⚠️ Personal research and trading journal — not investment advice. The author does not provide licensed advisory services.
One of the counterintuitive lessons from quantitative testing is that a smaller number from a harder test is more trustworthy than a bigger number from a softer test.
I learned this specifically from the volume-pop study on Thai stocks.
The Setup
My base method is the contracting-base breakout — stocks that form tight bases with higher lows, then break through the pivot point. The volume-pop hypothesis is that requiring a 1.5× volume increase on the breakout day improves outcomes: if the stock breaks quietly, skip it; if real buying shows up, take it.
I described the core finding in an earlier article. Volume-pop improves performance in Thailand. It degrades performance in the US. The results in both directions are real.

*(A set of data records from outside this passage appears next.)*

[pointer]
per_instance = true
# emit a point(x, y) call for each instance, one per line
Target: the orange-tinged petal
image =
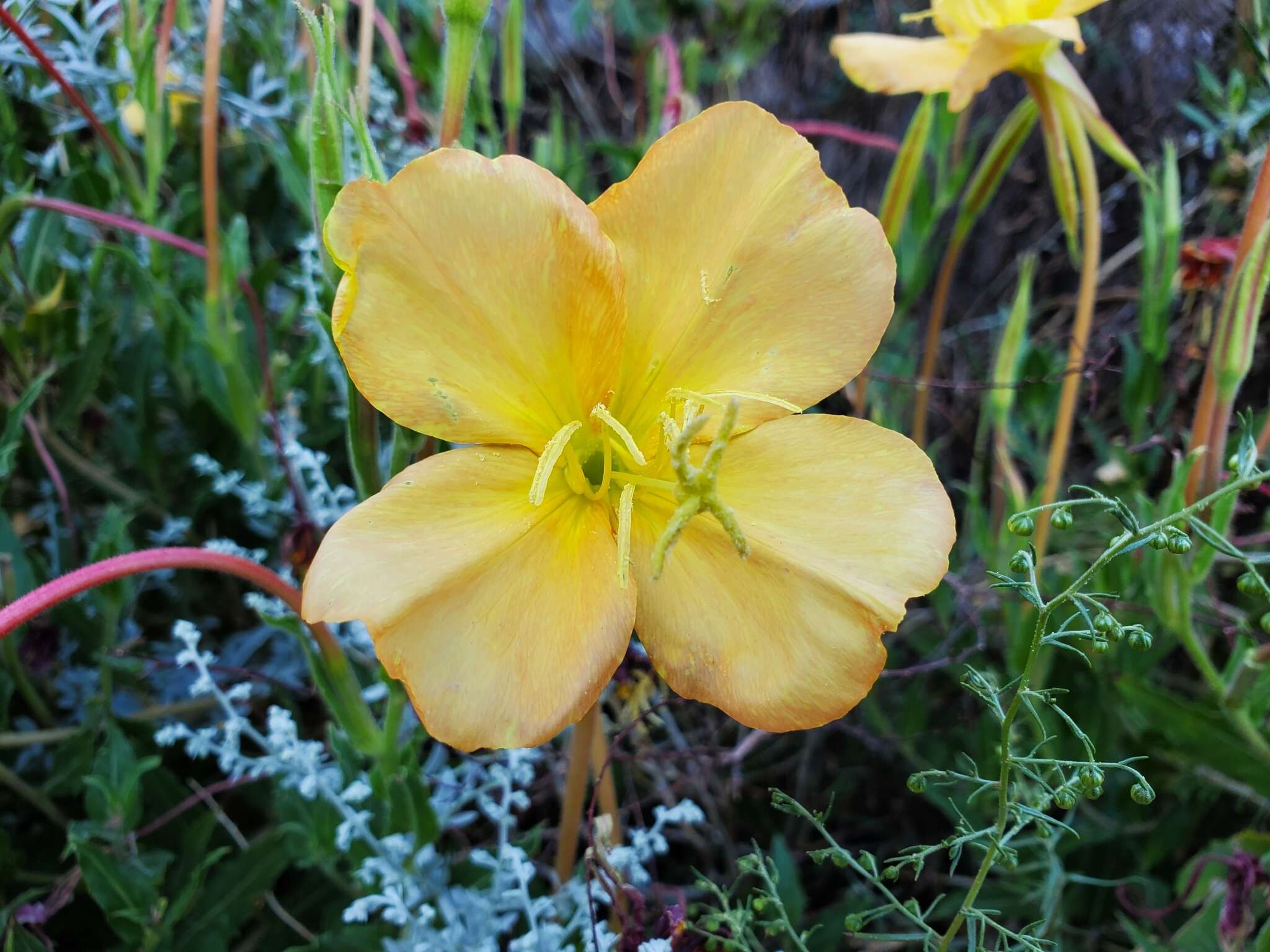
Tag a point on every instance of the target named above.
point(884, 64)
point(746, 270)
point(504, 620)
point(845, 519)
point(482, 302)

But when a user asked me whether the Thai finding was believable — whether I could make the test harder and still see the result — I went back and ran additional stress tests.
The original pooled result: +3.60% improvement in mean forward return with the volume-pop gate applied.
That's the number that looked strong.
What Harder Tests Show
Test 1: Regime gate
I split the results by market condition. Volume-pop only works in a Confirmed Uptrend (SET index above 50d MA, 50d above 200d). In correction conditions, the improvement disappears. The Confirmed Uptrend confidence interval: [+0.10%, +1.60%]. The correction CI spans zero — no signal.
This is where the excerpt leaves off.